Je dis bonjour au vigile qu’on nous impose depuis peu. Et pris d’une inspiration, je m’arrête :

– Au niveau boulot de merde, ça se passe comment dans votre cas ? Je veux dire, vous n’hésitez jamais entre faire clodo ou votre boulot ? Votre boulot, clodo, clodo, votre boulot ? Non, vous avez raison, clodo, faut surement des capacités que vous n’avez pas. Restez à ce niveau-là. Bonne journée et joyeux Noël.

Et je m’engouffre dans l’ascenseur.

Je passe une journée de merde, de ces journées qui font vouloir mourir et lorsque je sors, c’est un autre vigile. J’hésite à me le payer aussi. Mais c’est Noël après tout.

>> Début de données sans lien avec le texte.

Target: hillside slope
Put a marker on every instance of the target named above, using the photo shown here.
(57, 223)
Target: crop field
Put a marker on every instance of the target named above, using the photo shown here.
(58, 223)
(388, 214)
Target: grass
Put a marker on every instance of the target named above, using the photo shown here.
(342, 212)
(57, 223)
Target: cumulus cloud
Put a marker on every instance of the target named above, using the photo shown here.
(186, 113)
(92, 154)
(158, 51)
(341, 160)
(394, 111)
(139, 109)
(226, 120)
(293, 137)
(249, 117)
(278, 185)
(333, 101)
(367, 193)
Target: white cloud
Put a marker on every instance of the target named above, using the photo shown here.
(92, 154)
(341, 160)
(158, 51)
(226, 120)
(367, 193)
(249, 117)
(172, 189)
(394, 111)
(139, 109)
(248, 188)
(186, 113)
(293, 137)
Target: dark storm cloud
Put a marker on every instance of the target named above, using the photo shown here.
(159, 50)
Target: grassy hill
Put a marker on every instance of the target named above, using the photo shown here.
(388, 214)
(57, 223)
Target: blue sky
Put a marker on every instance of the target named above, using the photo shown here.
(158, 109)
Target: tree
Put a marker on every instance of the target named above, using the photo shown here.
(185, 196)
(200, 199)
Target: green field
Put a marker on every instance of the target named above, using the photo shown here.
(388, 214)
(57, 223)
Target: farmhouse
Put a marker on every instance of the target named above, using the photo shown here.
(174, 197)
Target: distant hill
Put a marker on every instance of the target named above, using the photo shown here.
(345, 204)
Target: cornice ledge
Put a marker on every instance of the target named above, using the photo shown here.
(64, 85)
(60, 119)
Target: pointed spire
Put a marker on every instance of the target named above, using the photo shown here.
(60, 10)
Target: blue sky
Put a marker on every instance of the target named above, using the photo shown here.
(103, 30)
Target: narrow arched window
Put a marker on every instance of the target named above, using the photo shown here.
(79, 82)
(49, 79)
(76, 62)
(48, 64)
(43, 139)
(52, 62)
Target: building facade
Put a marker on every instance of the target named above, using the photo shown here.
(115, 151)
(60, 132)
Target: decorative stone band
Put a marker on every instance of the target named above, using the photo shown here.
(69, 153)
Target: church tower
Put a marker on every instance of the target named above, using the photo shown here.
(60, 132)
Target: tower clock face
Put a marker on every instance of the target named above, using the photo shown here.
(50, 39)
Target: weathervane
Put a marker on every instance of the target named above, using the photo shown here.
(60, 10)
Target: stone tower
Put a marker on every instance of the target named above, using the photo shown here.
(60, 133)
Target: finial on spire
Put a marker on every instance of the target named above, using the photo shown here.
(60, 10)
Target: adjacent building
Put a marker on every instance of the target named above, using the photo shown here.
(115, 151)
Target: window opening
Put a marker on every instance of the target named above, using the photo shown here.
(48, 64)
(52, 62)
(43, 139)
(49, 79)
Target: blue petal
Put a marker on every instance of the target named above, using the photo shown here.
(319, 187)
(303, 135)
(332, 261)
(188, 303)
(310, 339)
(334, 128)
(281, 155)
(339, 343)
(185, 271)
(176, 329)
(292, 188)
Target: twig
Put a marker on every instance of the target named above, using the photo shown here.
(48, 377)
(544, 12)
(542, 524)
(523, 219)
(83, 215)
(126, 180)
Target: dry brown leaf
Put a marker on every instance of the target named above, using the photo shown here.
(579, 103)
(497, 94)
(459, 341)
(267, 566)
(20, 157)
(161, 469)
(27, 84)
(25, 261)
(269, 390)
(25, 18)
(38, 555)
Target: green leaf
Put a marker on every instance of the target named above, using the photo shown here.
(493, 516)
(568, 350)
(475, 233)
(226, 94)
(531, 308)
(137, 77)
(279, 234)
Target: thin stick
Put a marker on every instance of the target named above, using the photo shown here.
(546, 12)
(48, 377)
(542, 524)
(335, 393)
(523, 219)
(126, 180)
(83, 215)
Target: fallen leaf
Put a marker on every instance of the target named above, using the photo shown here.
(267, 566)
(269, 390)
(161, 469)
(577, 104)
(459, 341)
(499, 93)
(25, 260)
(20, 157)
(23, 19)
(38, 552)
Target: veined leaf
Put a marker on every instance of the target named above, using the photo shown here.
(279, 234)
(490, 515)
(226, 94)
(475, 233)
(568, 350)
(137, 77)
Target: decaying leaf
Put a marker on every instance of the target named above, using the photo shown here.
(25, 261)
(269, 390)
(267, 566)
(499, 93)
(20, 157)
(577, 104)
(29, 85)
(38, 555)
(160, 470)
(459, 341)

Je sors et je tombe sur le vigile de ce matin. Il sourit, un sourire qui rappelle étrangement celui du joker. Il lève le bras et je pense qu’il a un flingue dans la main. Mais non, il brandit un téléphone. Sur lequel il a enregistré mon petit monologue du matin.

– Votre patron et les réseaux sociaux seront enchantés. Dans une boite qui se la raconte éthique, ça fera très bon esprit. Très bon esprit de Noël, se marre-t-il.

Je vais t’en montrer de l’esprit de Noël moi.